A day later, according to an e-mail included in court records in the custody case, Sharon Kirkpatrick wrote that she had to hide their guns and give Gene a sleeping pill the night of Oct. 31, because he believed "it would be better for all of us if he were dead, too." Sharon Kirkpatrick also wrote that Gene seemed "pretty much in shock" when Gattuso was killed, so "Regan and I had no suspicions of any involvement."
The day after that -- Nov. 2, the same day her father was arrested - attorneys for Williams successfully petitioned for temporary custody. The petitions do not mention Gattuso was murdered, or that police suspected Kirkpatrick.

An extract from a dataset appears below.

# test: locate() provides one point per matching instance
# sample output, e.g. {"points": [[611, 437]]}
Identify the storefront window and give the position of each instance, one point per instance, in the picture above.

Williams said this week that her attorney told the judge about the situation and advised her at that point to distance herself from her parents. She said she had no idea if her dad did what police say he did.
"You know as much as I do, basically," she said.
When she heard about the accusations, Williams was "completely stunned, in disbelief, horrified and heartbroken. It was just horrible and devastating."
To further illustrate she wasn't involved in a plot to kill Gattuso, Williams took a voluntary lie detector test a week ago and released a report of the test to The Forum this week. The examiner stated that her responses were not indicative of deception.
Tension on custody
Roy Gattuso has said that there was tension between his brother and his in-laws over custody of Kennedy, but Williams said she knew of no pressure the family put on him other than the letter from Valerie.
Philip and Williams had a good relationship and were even planning a trip to Disney World with their children at the end of the year, said Williams, who has three children, including one the same age as Kennedy.
"There was never any outward conflict," she said.
Roy Gattuso disagreed, saying he has witnesses to testify that the Kirkpatrick family consistently tried to challenge how his brother was raising Kennedy.
"I can assure you it was constant. It was not always direct," he said. "They have a way of twisting words to make everything sound extremely rosy."
Despite their differences, Williams said she would like to arrange visitations with Kennedy while she's with her father's side of the family. Roy Gattuso has said he's open to that.
"I think she needs to know that not everybody she loves and cares about disappears," Williams said.
The Forum of Fargo-Moorhead and the Herald are both owned by Forum Communications Co.